Details and examples of the C++ singleton pattern

  • 2020-05-26 09:51:04
  • OfStack

Details and examples of the C++ singleton pattern

1. What is a singleton pattern?

The singleton pattern, also known as the singleton pattern and the singleton pattern, is probably the most widely used design pattern. The intent is to ensure that there is only one instance of a class and to provide one global access point to it, which is Shared by all program modules. There are many places that need such functional modules, such as system log output, GUI application must be a single mouse, MODEM connection requires 1 and only 1 phone line, the operating system can only have 1 window manager, 1 PC with 1 keyboard.
Through the singleton pattern, you can:

(1) ensure that only one instance of a class is created
(2) provides a global access pointer to the object
(3) allow multiple instances in the future without affecting the client side of the singleton class

2. How do you implement the singleton pattern

How to implement a simple singleton pattern: the constructor is declared as private or protect to prevent it from being instantiated by an external function, and an private static class pointer is stored internally to hold a singleton instance. The action of the instance is performed by an public class method, which also returns a singleton instance.

3. Concrete implementation

(1) the simplest singleton model (lazy model)

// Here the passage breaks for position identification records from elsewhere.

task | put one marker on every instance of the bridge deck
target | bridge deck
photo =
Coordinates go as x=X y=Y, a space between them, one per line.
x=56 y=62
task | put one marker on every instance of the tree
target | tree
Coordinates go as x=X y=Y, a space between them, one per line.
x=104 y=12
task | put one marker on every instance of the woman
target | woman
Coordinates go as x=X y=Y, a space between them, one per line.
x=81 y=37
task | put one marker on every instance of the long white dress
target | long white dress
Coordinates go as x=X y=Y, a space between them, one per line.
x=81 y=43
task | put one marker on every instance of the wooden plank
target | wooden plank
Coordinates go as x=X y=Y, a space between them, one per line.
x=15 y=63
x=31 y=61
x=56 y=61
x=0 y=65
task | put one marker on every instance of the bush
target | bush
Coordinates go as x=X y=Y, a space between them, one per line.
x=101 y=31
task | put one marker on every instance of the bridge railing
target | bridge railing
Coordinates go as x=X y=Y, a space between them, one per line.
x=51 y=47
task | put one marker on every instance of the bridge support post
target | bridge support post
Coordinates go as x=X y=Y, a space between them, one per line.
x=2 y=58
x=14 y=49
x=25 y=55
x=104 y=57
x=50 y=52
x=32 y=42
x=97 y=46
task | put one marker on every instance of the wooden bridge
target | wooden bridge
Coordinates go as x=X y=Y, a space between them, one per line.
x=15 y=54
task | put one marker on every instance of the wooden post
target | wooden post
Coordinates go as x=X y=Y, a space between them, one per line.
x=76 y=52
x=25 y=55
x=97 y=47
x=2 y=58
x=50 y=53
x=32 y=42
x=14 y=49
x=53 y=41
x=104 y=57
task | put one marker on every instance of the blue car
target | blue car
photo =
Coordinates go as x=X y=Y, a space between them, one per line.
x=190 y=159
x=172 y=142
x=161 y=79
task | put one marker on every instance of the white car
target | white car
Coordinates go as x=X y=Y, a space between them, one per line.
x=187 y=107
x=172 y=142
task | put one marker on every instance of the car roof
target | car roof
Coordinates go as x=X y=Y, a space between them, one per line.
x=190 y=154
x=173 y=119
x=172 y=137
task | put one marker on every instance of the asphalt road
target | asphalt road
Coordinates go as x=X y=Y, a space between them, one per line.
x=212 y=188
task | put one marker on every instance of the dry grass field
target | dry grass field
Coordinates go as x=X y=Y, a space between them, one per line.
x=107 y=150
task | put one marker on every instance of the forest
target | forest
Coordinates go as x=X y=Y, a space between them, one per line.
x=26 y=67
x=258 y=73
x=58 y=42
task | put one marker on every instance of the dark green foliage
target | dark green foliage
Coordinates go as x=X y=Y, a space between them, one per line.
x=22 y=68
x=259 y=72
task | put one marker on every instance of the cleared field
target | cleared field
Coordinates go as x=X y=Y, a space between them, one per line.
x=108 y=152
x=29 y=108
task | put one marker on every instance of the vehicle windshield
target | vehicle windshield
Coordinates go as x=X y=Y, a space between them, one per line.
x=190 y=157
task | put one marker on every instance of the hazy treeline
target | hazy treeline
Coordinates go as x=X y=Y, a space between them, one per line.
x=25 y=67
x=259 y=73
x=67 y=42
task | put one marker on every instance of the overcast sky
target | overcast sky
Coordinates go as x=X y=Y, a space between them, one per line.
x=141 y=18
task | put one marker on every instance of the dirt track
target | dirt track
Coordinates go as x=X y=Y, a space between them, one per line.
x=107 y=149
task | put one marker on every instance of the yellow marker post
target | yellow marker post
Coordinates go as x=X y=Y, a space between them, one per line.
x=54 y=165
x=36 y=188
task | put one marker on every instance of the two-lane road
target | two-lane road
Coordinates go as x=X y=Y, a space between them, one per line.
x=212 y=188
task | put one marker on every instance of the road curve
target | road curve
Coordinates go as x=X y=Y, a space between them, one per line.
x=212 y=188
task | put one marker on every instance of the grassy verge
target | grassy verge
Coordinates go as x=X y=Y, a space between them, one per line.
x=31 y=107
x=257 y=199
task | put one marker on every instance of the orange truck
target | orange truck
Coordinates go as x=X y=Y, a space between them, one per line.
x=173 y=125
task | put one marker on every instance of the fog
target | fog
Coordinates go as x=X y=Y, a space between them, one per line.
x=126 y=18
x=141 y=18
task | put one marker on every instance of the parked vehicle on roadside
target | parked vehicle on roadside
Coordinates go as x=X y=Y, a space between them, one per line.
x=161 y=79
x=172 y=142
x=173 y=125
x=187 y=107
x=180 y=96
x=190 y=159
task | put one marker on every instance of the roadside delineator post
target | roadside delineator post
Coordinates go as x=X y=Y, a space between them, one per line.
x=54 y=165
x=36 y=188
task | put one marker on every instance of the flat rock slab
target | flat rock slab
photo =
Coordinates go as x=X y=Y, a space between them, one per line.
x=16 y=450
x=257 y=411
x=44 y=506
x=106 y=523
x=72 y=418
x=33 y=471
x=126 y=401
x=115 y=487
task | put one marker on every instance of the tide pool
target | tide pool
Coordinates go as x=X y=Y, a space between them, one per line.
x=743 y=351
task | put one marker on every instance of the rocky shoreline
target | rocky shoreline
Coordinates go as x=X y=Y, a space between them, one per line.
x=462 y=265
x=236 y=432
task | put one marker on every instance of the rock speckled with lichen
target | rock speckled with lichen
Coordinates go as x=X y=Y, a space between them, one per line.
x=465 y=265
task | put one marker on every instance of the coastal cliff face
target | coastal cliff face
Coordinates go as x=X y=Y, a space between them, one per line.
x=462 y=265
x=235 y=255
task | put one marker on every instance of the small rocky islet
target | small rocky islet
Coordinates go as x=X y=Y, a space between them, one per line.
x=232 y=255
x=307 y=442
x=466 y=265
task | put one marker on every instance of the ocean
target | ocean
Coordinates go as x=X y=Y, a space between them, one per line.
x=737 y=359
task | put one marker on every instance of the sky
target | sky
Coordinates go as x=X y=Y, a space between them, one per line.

Lazy mode: lazy is characterized by lazy loading, such as configuration files, using the lazy method, as the name implies, lazy, very lazy, configuration file instances will not be loaded until used.


class SiglenTon
{
public:
  static SiglenTon *GetInstence()
  {
    if( p == NULL)
    {
      p = new SiglenTon();
    }
    return p;
  }
private:
  SiglenTon()
  {
    cout<<"SiglenTon()"<<endl;
  }
  static SiglenTon *p;
};
SiglenTon *SiglenTon::p = NULL;
int main()
{
  SiglenTon *p = SiglenTon::GetInstence();
  return 0;
}

(2) thread safety is not considered in the first method


class SiglenTon //( Thread-safe hungry Chinese mode )
{
public:
  static SiglenTon *GetInstence()
  {
    cout<<"static SiglenTon *GetInstence()"<<endl;
    pthread_mutex_lock(&mutex);
    if( p == NULL)
    {
      pthread_mutex_lock(&mutex);
      p = new SiglenTon();
      pthread_mutex_unlock(&mutex);
    }
    pthread_mutex_unlock(&mutex);
    return p;
  }

private:
  SiglenTon()
  {
    cout<<"SiglenTon()"<<endl;
  }
  static SiglenTon *p;
};
SiglenTon *SiglenTon::p = NULL;



int main()
{
  SiglenTon *p = SiglenTon::GetInstence();
  SiglenTon *p1 = p->GetInstence();

  return 0;
}

(3) hunhan mode (hunhan mode itself is thread safe)


class SiglenTon
{
public:
  SiglenTon *GetInstence()
  {
    if( p == NULL)
    {
      return p;
    }
  }
private:
  SiglenTon()
  {
    cout<<"SiglenTon()"<<endl;
  }
  static SiglenTon *p;
};

The above is the explanation of the singleton mode in C++, if you have any questions, please leave a message or go to the community of this site to exchange and discuss, thank you for reading, hope to help you, thank you for your support to this site!